First, you would have to acknowledge that higher-cost hospitals and physicians do not necessarily provide higher-quality care. As to hospital care, I would have to say that there may be some truth to this, as there is a great range of charges from hospital to hospital that could not possibly reflect such small differences in measured quality. Yet hospital charge variations are much wider than variations in what hospitals actually get paid by government and third-party payers; and many of the choices made by health plans in selecting hospitals to participate in their networks are based on relatively small differences in negotiated rates. You would expect that hospitals that are able to negotiate higher rates in competitive markets probably have a wider range of specialized services and perhaps more qualified staff and better reputations. You wouldn’t expect this to equate to poorer care. The thing that distinguishes physicians in terms of quality of care is even more about reputation and range of services, and price is more likely to reflect this. Physicians with excellent reputations who offer services that require exceptional skill or reflect superior knowledge and patient satisfaction can fill their offices and surgical schedules without having to accept deeply discounted payments. Unless such services result in lower costs for plans over the long-term, why would narrow network plans be willing to pay more for this care if short-term cost savings is their primary consideration? They wouldn’t, because it is.
This brings me to the second mitigating assertion: that better outcomes over the long-term for patients equate to lower costs long-term, thus allowing plans to charge lower premium rates for higher-quality care. This is a population health question. For example, if screening all baby boomers for Hep C results in overall lower costs by reducing the need for even more expensive liver transplants despite the very high cost of treating Hep C with the newer drugs, etc.; then good care (screening and treatment) would be an example of this mitigation of normal economic principles. However, this only applies if the enrollee sticks with the plan over the long-term, otherwise the plan would profit from avoiding providers who screen their patients and treat the positives. The fact is, with the exception of seniors in Medicare Advantage plans, most enrollees change plans every few years, too quick for many plan investments in preventative care to pay off. This is why regulators require plans to pay for these services, but that doesn’t prevent plans from using "economic credentialing" for participation in narrow networks to selectively exclude providers that tend to offer more expensive tests and treatments to more of their patients.

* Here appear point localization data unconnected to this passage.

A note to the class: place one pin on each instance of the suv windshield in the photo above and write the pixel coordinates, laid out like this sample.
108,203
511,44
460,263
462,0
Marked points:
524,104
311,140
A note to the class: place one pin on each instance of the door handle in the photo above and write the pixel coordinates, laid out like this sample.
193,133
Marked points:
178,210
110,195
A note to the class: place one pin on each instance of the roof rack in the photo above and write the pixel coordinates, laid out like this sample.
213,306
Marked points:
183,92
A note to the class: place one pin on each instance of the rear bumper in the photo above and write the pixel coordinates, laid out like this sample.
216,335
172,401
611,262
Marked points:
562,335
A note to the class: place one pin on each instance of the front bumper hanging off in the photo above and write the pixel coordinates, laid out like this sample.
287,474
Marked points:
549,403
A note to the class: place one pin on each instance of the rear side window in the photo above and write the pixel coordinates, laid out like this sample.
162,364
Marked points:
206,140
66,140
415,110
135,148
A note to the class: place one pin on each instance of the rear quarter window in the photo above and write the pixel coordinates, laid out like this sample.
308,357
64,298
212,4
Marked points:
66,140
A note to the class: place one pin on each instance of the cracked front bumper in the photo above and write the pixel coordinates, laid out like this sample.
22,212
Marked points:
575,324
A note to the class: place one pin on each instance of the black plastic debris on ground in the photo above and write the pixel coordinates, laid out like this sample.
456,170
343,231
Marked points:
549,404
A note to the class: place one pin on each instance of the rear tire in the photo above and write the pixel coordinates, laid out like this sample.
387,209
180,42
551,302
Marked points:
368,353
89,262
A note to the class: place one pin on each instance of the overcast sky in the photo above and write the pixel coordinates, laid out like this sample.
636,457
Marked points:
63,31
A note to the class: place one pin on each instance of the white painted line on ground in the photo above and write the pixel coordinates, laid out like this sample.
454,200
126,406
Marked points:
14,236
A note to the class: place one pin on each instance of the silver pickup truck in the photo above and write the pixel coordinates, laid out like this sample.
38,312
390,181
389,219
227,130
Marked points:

So here is the third mitigation: depending on how you measure quality and costs, you may or may not be able to demonstrate that you can get better quality at lower cost. Most of the studies that claim that you can get better quality at lower cost tend to look at short-term measures of quality, like fewer hospital acquired infections, fewer hospital readmissions, fewer surgical complications, etc. Makes sense, but if you look at such statistics and fail to make adjustments for the types of patients treated and the complexity of the services rendered, you may get the wrong answer. Is the orthopedic surgeon who declines to provide hip surgery to patients with obesity, and other medical complications like diabetes or vascular disease, providing better care than the surgeon operating at a tertiary hospital on very complicated patients who are far more likely to have less than optimal outcomes? Is a hospital caring for a larger percentage of indigent patients providing worse care because its patients are readmitted more often because they can’t afford adequate post-discharge care and lack access to such services in their community? To really assess whether low-cost providers offer high-quality care, you need to look beyond 30-day readmissions and complication rates and assess long-term, risk-adjusted outcomes and lifetime costs.
I have no doubt that by providing less unnecessary care, changing the fee-for-service incentive, improving end-of-life care, and other strategies; we can maintain quality at lower cost. Plans like Kaiser might be considered a "narrow network," but their enrollees often remain in the plan for a lifetime; and their policies certainly couldn’t be considered cheap. The type of narrow networks that I question are those that recently evolved in the health exchanges and that set a deeply discounted rate for in-network providers and then went fishing for any physicians and hospitals in their area willing to sign up, while professing a commitment to access and quality they can only back up with questionable short-term metrics. The success of plans in forcing CMS to back off on requiring that narrow networks meet minimum transparent standards for adequate access serves only to reinforce doubts about this commitment.